I am studying with Jech's book, and the above statement is stated without any proof. I want to know whether my proof is right and also I want to know if I am missing some points that makes this trivial;the proof is redundant.
Let $f\colon \lvert \alpha \rvert \to \alpha$ be the bijection. Let's define a property on $\mathrm{Ord}$ $$P(\beta) := \text{there exists a sequence } \langle a_\nu : \nu < \beta \rangle \text{ such that } a_\nu = \inf\{\gamma: f(\gamma) > f(a_\xi) \text{ for all } \xi < \nu\} \text{ for all } \nu < \beta$$ If $P(\beta)$, the corresponding sequence is unique by well-founded induction. The sequence $\langle a_\nu : \nu < \beta \rangle$ is trivially increasing thus an injection, so $\beta \le \lvert \alpha \rvert$.
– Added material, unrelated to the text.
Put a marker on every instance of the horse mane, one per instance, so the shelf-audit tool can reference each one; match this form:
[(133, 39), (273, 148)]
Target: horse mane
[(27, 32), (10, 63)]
Then $\theta = \{\beta \in \mathrm{Ord} : P(\beta)\}$ is a set, and also an ordinal. For all $\beta < \theta$, let $h_\beta\colon \beta \to \lvert \alpha \rvert$ be the corresponding sequence. Then $h = \bigcup_{\beta < \theta}h_\beta$ is a function, also proved by well-founded induction. Then $P(\operatorname{dom} h)$ so $\operatorname{dom} h + 1 = \theta$.
If $\sup \operatorname{ran} f \circ h < \alpha$, let $\delta = \inf \{ \gamma : f(\gamma) > \sup \operatorname{ran} f \circ h \}$. Then $h \cup \{(\operatorname{dom} h, \delta)\}$ satisfies the condition so $\theta = \operatorname{dom} h + 1 \in \theta$, which is a contradiction. Then $f \circ h\colon \operatorname{dom} h \to \alpha$ is cofinal in $\alpha$, and automatically $\operatorname{dom} h$ is a limit ordinal. Finally $\operatorname{cf} \alpha \le \operatorname{dom} h \le \lvert \alpha \rvert$.
Assume towards a contradiction that we have an ordinal $\alpha$ where $\textrm{cf }\alpha>\alpha$. $\alpha$ itself is a cofinal subset of $\alpha$ that is unbounded in $\alpha$, and it has order type $\alpha$ under $<$. But this contradicts $\textrm{cf }\alpha>\alpha$.